A Mango-shaped Space

A Mango-shaped Space
by Wendy Mass


Thirteen year old Mia is a synesthete, but she doesn't know that term yet. Her brain is wired such that her visual and auditory senses are interconnected so that words and sounds come associated with colors and shapes that fill her world.

When called upon to solve a math problem on the board at eight, Mia figures out not every one sees colors and shapes in letters and numbers.

"This isn't art class," Mrs.Lowe said, wagging her long, skinny finger at me as if I didn't know that. "Just use the white chalk."

"But isn't it better to use the right colors?" I asked, confident that the other kids would agree.

"What do you mean, the right colors?" she asked, sounding genuinely confused and more than a little annoyed.

...

"The colors. The colors of the numbers, you know, like the two is pink, well of course it's not this shade of pink, more like cotton-candy pink, and the four is baby-blanket blue and I... I just figured it would be easier to do the math problem with the numbers in the correct colors. Right?"

Of course, her classmates call her a Freak. She learns to lie about it when her parents are called in to talk to the Principal. She even hides it from her best friend, and most of all from her family - her older sister and younger brother.
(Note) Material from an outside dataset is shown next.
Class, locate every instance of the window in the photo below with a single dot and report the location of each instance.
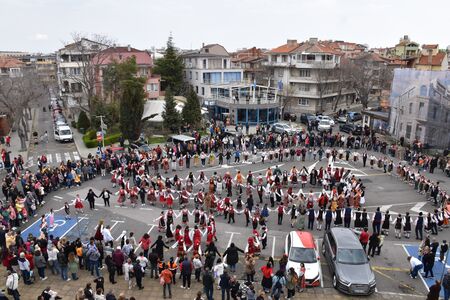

While the plot is a big tangle of threads, none of which go anywhere significant, the rich description of how Mia feels and sees the world full of color is beautifully described throughout the book. She does manage to find out what her condition is after some initial struggles. She manages to connect with an online community of fellow synesthetes. She even extends a hand to a little kid who seems to be a synesthete but is not acknowledged as such by his parents.

Sibling interactions are quite real, the family is fairly odd, living in a fairly unconventional house; Mia misses her grandpa who passed away as the book starts. Which is when she finds this scrawny orange kitten who has this extended orange aura. She names the kitten Mango and cares for him as best as she can. But, the kitten dies due to illness and Mia is devastated, of course -- not for long as she discovers Mango's offspring having the same aura.

A whole bunch of different things happen which don't all come together cohesively, but, in the end we come out of the book knowing a lot more about synesthesia in a positive way, and feel like we know what Mia is going through even though our world is not as lit with color as hers.